The 87 units are all small, admitted Mark Oberholzer, an architect who worked on the project. Floor plans are all 320 square foot studios or 480 square foot one bedroom apartments.
Despite their size, they are far from seedy. They have beautiful flooring, space saving barn doors for the bathrooms and are fully furnished.
“But I think for me the most pleasing aspect of the units is the amount of glass,” Oberholzer said. “To me, and I’m not sure if everyone would agree, the aesthetic of the building is more like an upscale condo building. And for people who spend a lot of time in their units first, it’s important to have plenty of natural light.
The architects also paid attention to shared spaces. There are spaces where people can congregate, such as a lounge area with a TV and table football, but also outdoor spaces where people can be alone if they fancy more privacy.
“We try to meet people where they come from,” Oberholzer said. “They are just adapting. I mean, imagine what it’s like to have nowhere of your own space, and then move into an apartment, and just all the stuff – you know, key cards, access, all your own appliances, cleaning – all of those things you have to adapt to. »

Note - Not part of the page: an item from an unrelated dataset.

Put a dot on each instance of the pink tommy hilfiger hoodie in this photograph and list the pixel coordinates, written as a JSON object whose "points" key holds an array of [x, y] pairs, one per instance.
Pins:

On-site staff are also there to help residents with any challenges they may face as they transition out of homelessness, whether it’s getting a doctor’s appointment or getting a driving license.
The real advantage of this type of modular steel housing, Oberholzer explained, is the speed with which the buildings can be constructed and assembled. Steel containers are converted to apartments off-site, which means that work can start at the same time as a foundation is laid and a framework is being built. Once the bones of the building are in place, the containers simply need to be dropped into place and locked together.
“In Los Angeles in particular, but also in California, it’s like you can hardly build housing fast enough to meet the needs. The more time passes, the more expensive housing becomes, the more homeless there are,” Oberholzer said. “And that’s really one of the great things that modular [construction] help with.
This project was a kind of test, Oberholzer said. Three projects like the Hope on Alvarado building are set to open around Los Angeles this year.